Он был каторжанином, как и мы, только па более вольных условиях: цепи не таскал, жил не в бараке, а в хлипкой хибаре рядом с казармами. Вот кого Бог коснулся сразу, обжег еще в детстве: в больших, неуклюжих с виду руках мэтра Виссе пряталось настоящее врачебное волшебство. Он оказался слегка грубоват и весьма циничен, как часто бывают врачи; через некоторое время я понял, что он — именно тот человек, благодаря которому можно выбраться отсюда.
Мы сдружились, мало-помалу я рассказал ему свою историю. Он поцокал языком, покачал головой:
— Да тут вас много таких, несправедливо осужденных. Что ж ты, мальчик, думаешь, мир состоит из одной справедливости? Ха!
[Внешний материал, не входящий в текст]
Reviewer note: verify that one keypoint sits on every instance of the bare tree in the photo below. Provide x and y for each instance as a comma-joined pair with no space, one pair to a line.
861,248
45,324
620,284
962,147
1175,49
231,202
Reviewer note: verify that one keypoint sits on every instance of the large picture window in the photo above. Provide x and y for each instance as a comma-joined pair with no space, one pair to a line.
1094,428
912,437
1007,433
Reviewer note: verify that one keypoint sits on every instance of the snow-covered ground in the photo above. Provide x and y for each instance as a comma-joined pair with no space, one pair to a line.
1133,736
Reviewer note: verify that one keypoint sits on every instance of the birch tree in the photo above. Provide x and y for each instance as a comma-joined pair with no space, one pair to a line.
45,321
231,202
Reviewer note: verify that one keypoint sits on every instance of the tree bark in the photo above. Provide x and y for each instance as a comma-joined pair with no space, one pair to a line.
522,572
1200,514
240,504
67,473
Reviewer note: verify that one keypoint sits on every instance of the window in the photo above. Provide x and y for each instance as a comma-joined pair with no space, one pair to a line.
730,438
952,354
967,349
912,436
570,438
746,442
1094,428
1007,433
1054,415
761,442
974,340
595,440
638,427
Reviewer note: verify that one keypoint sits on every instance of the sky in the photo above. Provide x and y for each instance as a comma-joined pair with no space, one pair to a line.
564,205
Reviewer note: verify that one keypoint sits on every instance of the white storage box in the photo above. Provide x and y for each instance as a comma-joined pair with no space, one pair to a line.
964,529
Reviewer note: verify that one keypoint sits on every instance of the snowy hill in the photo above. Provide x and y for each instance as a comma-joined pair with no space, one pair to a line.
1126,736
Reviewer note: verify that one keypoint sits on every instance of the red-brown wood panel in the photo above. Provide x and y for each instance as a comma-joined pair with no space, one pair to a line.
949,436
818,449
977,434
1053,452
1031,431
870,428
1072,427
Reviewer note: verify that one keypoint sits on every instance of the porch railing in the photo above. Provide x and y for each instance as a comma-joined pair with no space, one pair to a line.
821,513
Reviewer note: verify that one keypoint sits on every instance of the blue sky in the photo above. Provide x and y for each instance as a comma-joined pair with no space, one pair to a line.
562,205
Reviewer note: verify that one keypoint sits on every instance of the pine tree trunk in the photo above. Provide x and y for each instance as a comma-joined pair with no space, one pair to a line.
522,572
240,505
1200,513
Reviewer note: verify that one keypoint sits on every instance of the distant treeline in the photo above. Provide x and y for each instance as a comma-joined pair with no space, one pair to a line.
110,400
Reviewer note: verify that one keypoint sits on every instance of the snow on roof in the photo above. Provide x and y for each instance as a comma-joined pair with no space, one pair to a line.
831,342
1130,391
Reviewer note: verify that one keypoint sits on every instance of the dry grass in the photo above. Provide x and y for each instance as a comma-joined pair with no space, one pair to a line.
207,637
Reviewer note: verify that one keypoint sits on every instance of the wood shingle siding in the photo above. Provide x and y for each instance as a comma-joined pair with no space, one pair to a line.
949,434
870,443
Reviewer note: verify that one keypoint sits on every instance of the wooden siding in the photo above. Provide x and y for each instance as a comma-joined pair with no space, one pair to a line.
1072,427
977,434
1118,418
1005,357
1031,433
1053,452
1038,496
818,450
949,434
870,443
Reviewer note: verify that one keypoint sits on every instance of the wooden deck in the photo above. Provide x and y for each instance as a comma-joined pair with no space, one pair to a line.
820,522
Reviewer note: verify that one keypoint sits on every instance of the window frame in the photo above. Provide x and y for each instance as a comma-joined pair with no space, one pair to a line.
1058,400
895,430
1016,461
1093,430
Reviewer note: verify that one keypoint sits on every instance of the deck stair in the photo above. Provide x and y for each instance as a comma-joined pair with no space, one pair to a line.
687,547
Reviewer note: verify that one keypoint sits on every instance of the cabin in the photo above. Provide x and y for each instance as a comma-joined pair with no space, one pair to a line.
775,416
Справедливость — мечта да выдумка, вроде зеленых чертей, только в пьяном угаре и можно увидать.
— Нет, — сказал я, — я так не думаю.
Со временем я узнал, что у него нет ни семьи, ни детей, на каторгу его упекли по подозрению в колдовстве, хорошо хоть, сразу на площади не вздернули. Это удача, считал мэтр Виссе. Потом, много позже, я выяснил, что срок его давно истек и он может уйти; я спросил, почему он остался.
— Так ведь платят, милый мой Реми. Гроши, но платят, к тому же дом мой тут, — он обвел рукой свою нищую хибару. — Ну и еще одна мысль меня останавливает. Если я уйду, с кем останетесь вы?
Ни слова не говоря о долге, он научил меня чувству долга; ни слова не говоря о чести, научил меня ей. Я выяснил, что честь — это понятие, которое равно относится и к простолюдину, и к человеку знатному. Я видел, как люди титулованные совершают бесчестные поступки, видел, как гордо держат голову те, кто родился в борделе. И Господь прибавил огня, чтоб я обжигался быстрее.
Виконт де Мальмер наверняка рассчитывал, что я и полугода не протяну, с хилым своим здоровьем, скисну, да и пропаду в каменных стенах; я прожил и год, и три, и пять. Узнал, что такое настоящая физическая боль, понял, где предел моих возможностей, и научился слушать то, что происходит вокруг. Мои товарищи, с которыми мы хоть и не дружили, да все же работали бок о бок, делились со мной шутовскими уловками и воровскими хитростями, я все запоминал. Случались драки, несколько раз меня пытались убить — за кусок хлеба, за косой взгляд; я научился убивать в ответ. Разбойники стали моими учителями. Никогда я не получил бы тех знаний, не окажись я там.
Самое странное, что я не чувствовал себя несчастным. Конечно, приходили мысли об отце, о Шарлотте, хотелось выбраться на волю. Но я не впал в грех уныния, не терзался жалостью к себе. Иных ломают и меньшие неприятности: косой взгляд возлюбленной, банкротство, мелкое предательство — человек заламывает руки и считает, что жизнь кончена. Я же понял простую истину: жизнь не кончена, пока ты дышишь. Вот ляжешь в сухую землю, засыплют комьями твой открытый в последнем вздохе рот, тогда представай перед Богом и Его ангелами и жалуйся на несправедливость. Пока же дышишь, живи; жизнь не в деньгах, не в предательстве, не в других, жизнь в тебе самом.